Media reports about Canadian snowbirds being stranded in US hospitals for lack of acute care beds in their home province are not new. This is a chronic problem that shows no evidence of improvement any time soon as Canada continues to languish far behind most other industrialized nations in building up its inventory of acute care hospital beds.*
Shortly after CBC broke the story, a hospital bed was located in Cambridge, Ontario, and Mr. Skingley was successfully transferred.Recently, the CBC reported that Robert Skingley, a resident of Kincardine, Ontario, had been hospitalized in South Carolina for almost three weeks undergoing treatment for viral infections as his family worked to find a Canadian physician prepared to accept him for treatment and a hospital that had a bed available—pre-requisites for any air ambulance transfer.

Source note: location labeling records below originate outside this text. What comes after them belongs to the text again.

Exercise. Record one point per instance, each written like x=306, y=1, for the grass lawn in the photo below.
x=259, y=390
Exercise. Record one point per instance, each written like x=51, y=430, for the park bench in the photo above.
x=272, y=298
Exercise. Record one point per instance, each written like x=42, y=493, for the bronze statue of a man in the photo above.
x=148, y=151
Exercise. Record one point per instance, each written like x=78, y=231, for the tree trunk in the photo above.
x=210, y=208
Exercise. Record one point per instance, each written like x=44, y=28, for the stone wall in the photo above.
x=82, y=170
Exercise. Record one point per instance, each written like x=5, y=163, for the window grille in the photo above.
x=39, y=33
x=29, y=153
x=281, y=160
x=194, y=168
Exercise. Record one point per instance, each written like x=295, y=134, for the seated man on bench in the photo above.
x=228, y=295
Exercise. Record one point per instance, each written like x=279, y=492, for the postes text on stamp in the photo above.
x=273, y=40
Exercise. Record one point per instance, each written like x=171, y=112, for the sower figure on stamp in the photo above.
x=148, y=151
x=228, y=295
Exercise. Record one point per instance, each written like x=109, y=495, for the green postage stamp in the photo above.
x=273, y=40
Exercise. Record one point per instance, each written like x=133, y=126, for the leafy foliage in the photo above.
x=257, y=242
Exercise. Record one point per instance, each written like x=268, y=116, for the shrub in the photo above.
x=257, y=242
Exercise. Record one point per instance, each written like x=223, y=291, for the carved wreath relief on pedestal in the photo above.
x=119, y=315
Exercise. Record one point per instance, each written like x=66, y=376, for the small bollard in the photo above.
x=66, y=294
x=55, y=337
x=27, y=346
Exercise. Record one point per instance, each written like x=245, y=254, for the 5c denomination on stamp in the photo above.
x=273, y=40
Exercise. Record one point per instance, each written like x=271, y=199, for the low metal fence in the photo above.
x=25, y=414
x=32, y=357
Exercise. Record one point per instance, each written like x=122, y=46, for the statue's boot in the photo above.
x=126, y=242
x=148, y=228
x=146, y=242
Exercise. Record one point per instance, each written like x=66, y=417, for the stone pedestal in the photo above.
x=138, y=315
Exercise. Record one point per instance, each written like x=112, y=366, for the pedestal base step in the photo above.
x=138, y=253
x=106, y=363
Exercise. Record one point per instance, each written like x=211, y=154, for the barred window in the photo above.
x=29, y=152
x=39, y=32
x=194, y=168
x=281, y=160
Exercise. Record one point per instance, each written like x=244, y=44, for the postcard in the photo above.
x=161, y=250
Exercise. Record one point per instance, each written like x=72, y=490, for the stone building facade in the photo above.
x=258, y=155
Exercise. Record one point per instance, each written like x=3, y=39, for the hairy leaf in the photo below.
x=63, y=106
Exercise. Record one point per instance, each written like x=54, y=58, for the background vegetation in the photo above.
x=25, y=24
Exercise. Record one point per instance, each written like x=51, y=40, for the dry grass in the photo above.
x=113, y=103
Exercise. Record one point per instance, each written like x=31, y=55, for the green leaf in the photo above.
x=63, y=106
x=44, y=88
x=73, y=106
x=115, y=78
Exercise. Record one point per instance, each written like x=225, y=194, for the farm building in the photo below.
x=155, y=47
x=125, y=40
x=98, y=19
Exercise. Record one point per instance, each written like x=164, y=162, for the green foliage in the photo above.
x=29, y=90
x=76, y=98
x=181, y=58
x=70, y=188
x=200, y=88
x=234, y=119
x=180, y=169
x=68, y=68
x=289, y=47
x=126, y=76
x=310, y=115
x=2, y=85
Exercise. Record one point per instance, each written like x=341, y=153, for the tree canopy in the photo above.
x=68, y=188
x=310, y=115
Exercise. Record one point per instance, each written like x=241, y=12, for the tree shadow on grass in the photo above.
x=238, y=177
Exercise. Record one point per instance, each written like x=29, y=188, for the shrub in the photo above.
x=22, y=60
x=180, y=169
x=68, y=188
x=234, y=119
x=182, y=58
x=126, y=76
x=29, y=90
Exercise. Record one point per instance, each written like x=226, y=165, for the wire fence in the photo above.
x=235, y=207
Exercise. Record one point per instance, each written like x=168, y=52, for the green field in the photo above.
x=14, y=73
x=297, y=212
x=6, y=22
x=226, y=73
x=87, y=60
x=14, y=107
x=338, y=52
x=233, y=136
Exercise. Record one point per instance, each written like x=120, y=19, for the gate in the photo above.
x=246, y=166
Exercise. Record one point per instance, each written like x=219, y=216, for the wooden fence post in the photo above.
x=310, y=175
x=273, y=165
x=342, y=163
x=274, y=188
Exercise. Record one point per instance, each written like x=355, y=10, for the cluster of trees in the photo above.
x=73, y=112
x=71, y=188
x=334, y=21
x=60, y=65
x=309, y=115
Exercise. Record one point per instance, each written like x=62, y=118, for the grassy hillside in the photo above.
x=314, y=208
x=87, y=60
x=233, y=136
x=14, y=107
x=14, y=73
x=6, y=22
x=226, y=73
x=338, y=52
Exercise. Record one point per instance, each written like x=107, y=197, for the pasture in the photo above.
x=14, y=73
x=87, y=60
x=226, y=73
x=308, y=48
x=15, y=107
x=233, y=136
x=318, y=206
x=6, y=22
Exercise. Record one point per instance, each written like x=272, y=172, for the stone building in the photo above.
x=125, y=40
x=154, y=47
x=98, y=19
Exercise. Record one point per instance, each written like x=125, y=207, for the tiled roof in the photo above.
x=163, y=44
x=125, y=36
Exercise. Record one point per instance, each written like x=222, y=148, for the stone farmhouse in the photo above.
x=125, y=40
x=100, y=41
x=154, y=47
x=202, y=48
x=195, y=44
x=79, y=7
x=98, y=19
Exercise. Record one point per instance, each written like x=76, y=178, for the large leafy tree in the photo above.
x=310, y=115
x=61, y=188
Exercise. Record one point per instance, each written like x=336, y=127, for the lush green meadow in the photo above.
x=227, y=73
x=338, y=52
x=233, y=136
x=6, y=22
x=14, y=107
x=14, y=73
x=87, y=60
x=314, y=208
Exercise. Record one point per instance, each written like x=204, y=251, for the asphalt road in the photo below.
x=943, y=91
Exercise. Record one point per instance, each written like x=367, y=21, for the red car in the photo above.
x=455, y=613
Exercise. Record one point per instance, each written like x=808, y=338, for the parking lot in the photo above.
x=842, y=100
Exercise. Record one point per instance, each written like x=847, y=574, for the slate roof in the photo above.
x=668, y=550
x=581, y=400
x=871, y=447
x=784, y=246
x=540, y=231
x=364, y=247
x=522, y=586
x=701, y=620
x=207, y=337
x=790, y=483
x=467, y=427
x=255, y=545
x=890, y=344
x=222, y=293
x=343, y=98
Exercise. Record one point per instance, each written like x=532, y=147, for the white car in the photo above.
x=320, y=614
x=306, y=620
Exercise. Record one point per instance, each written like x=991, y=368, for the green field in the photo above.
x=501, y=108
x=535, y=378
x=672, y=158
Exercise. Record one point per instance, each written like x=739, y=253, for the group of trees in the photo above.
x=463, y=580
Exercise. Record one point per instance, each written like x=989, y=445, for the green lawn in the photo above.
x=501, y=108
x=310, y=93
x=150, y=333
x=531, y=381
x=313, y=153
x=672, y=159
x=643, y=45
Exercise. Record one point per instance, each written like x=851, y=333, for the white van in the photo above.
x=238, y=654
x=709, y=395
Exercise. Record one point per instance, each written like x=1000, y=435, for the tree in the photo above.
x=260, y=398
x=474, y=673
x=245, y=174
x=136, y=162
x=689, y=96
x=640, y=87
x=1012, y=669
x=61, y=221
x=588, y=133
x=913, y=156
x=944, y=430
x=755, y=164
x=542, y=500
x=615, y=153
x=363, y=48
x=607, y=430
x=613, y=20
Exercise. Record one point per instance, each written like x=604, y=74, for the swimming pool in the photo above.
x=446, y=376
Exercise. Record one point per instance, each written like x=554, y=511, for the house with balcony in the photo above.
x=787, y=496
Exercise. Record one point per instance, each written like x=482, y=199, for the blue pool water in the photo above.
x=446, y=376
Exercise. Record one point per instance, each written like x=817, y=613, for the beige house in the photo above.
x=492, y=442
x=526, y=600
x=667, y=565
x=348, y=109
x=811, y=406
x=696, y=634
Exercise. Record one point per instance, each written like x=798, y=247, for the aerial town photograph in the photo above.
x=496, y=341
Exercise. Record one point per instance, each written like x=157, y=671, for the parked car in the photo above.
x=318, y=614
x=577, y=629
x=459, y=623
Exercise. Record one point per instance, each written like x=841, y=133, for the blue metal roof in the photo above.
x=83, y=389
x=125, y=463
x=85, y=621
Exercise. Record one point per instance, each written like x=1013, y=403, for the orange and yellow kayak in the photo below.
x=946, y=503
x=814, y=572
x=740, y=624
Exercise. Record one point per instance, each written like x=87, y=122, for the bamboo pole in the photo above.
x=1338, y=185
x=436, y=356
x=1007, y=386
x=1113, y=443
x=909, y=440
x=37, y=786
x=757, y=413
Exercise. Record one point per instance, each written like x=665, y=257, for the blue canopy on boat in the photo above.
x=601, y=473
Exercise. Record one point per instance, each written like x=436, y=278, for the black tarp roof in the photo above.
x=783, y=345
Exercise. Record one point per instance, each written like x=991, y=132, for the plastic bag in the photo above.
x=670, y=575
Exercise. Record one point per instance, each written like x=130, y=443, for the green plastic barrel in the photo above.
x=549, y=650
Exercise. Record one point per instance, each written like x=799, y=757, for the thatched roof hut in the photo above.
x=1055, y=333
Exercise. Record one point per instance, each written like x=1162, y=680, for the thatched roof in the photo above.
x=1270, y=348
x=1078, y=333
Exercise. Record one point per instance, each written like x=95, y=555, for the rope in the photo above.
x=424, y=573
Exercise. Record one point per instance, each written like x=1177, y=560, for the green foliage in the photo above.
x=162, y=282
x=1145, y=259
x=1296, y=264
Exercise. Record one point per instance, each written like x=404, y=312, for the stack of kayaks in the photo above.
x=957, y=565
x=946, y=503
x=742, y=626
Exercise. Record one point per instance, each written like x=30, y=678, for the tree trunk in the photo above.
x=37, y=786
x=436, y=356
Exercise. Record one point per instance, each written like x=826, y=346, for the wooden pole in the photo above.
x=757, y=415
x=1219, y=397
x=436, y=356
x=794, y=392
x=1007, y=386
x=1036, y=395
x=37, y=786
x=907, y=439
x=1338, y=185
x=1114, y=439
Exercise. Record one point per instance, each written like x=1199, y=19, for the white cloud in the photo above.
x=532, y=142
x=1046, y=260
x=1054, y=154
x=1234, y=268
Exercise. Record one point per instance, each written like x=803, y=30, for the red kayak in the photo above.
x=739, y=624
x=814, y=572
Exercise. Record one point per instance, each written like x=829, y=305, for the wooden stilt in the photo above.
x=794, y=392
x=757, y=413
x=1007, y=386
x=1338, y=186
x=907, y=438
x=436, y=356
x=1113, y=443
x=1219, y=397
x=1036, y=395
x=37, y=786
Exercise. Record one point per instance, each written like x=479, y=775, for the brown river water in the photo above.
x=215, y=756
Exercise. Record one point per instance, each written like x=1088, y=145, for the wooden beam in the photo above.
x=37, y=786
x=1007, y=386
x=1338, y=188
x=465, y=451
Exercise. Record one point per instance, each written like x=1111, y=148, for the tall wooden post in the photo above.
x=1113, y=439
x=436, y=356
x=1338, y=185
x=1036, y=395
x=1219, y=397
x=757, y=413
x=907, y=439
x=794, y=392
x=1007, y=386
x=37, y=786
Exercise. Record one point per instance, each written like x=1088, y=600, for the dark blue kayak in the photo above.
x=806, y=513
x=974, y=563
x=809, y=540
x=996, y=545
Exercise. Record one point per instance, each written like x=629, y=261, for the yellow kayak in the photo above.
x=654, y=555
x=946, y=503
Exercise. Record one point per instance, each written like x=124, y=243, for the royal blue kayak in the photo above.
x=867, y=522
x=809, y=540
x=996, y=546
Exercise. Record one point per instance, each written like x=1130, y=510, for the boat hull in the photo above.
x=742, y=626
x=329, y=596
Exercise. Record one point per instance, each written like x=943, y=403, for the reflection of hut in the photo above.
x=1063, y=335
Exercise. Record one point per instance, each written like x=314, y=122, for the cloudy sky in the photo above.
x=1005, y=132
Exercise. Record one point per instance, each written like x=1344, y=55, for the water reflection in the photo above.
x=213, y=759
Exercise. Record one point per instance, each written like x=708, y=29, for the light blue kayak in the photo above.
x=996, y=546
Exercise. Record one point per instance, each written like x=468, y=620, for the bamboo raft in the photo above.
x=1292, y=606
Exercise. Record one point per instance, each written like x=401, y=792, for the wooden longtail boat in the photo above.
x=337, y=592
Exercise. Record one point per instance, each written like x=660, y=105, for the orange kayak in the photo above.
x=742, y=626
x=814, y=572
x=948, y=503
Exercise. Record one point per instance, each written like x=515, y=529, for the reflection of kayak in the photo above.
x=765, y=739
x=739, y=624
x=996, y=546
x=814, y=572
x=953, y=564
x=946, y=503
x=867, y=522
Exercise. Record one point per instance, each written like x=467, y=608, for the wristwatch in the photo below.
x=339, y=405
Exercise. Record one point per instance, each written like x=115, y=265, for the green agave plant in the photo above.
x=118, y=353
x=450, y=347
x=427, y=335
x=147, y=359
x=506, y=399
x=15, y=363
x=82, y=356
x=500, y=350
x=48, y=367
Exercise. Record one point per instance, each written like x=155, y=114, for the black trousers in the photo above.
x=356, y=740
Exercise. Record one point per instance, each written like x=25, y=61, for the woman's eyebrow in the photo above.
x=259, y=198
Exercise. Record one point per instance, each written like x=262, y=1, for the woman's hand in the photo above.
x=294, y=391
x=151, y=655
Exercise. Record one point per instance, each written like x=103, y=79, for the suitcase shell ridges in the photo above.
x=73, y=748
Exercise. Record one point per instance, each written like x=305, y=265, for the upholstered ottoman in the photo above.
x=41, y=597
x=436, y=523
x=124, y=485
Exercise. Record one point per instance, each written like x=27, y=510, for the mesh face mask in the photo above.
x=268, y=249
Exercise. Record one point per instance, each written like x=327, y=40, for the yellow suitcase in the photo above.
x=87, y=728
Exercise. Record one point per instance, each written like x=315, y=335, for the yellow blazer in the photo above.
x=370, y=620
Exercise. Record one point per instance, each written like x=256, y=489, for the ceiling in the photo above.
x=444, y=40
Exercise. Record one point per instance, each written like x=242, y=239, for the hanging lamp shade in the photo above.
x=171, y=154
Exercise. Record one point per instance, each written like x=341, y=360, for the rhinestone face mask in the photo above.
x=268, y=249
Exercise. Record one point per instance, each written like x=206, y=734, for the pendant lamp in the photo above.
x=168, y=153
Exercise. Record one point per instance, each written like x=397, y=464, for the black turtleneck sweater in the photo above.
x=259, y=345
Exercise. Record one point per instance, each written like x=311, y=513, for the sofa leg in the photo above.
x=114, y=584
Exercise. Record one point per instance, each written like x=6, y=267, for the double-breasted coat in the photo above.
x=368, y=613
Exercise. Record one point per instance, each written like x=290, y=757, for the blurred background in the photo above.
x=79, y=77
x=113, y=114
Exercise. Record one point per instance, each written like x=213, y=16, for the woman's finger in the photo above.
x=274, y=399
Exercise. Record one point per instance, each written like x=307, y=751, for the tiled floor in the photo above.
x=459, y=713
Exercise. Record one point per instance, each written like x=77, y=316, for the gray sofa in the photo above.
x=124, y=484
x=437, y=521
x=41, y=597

According to the CBC, Mr. Skingley had purchased private supplemental travel insurance to cover emergency medical and hospital expenses he might encounter on his trip. Had he not, he would have been responsible for the full bill, except for a tiny portion payable by his provincial government health insurer—in this case, OHIP. Normally, provincial government payments to foreign hospitals account for less than 10 per cent of billed charges, and it’s up to private insurers, or to travellers if they have no private insurance, to make up the difference. Given that those expenses could easily climb to several thousand dollars per day in a US hospital, it is in the insurer’s interest to get their client home as quickly as possible.
Canada’s official one-stop travel site warns:
If you plan to go abroad, even on a day trip to the United States, you should purchase the best travel insurance you can afford before you leave Canada.
Your Canadian insurance is almost certainly not valid outside Canada. Your provincial or territorial health plan may cover nothing or only a very small portion of the costs if you get sick or are injured while abroad.
So Who Pays?
All patients who are admitted to a US hospital (for-profit or not-for-profit) are required to sign agreements that they are ultimately responsible for their own charges—be they domestic or foreign. And so if the patient’s insurer denies a claim because of some non-disclosure or pre-existing condition exclusion, the patient is expected to pay. That’s why it’s essential that travellers know their contracts and clearly understand what their own liabilities are. There are no government bailouts for travellers who can’t pay their hospital bills in foreign countries. Neither is there much protection behind their own national borders.
US hospitals are not averse to unleashing professional collectors to get what they can from patients who don’t pay. Hospitals are largely self-sufficient and they can’t necessarily count on government bailouts if they finish the year in the red. They must be run as businesses. And occasionally that requires using international collection firms (e.g., in the UK, Switzerland, even Israel) to track down and pressure non-payers to become payers. And they’re pretty good at what they do.
Though Canadian travel insurance is designed to cover emergencies only, the policies are generous: most say they will cover up to at least one million Canadian dollars per policy term, and some go up to five million or more. Of course, insurers will more than likely get you back home long before you get to those limits, but the benefits they provide, such as return to Canada of a client’s vehicle, coverage of expenses to bring family members to a patient’s bedside, and commercial or air ambulance repatriation to a hospital in, or close to, their home communities, are pretty well standard-issue in all policies and they’re pretty well thought out actuarially.
But if a community hospital in Northern Alberta, or a tertiary care health centre in central Ontario put up a No Vacancy sign, and a patient who should have been repatriated isn’t, all of that actuarial refinement goes out the window. When a Toronto area resident who suffered a heart attack in St. Louis, Missouri,
in 2011 was forced to lie in a hospital bed in that city for 10 weeks because neither the health ministry nor hospital admissions personnel in the entire metro area could find a spare bed for him, who could put a price tag on that family’s disruption?
So we ask again: Who pays?
*Out of the 30 industrialized, mostly Western nations that make up the Organization for Economic Cooperation and Development (OECD), Canada ranked second from last in number of acute care hospital beds (1.7) per 1,000 population in 2011. Only Mexico (1.5 per 1,000) ranked lower. The US ranked 2.3 beds per 1,000 population; Australia, 3.4; Germany, 5.4; the UK, 2.3. The numbers refer to the most recent year (2011 or 2012) for which data are available. This is not to say that more hospital beds necessarily equate to better care. But they do indicate that if Canadian patients who can be repatriated aren’t, even though they are willing to pay for it through their premiums, they’re certainly being deprived of the universality and portability the Canada Health Act of 1984 was designed to ensure.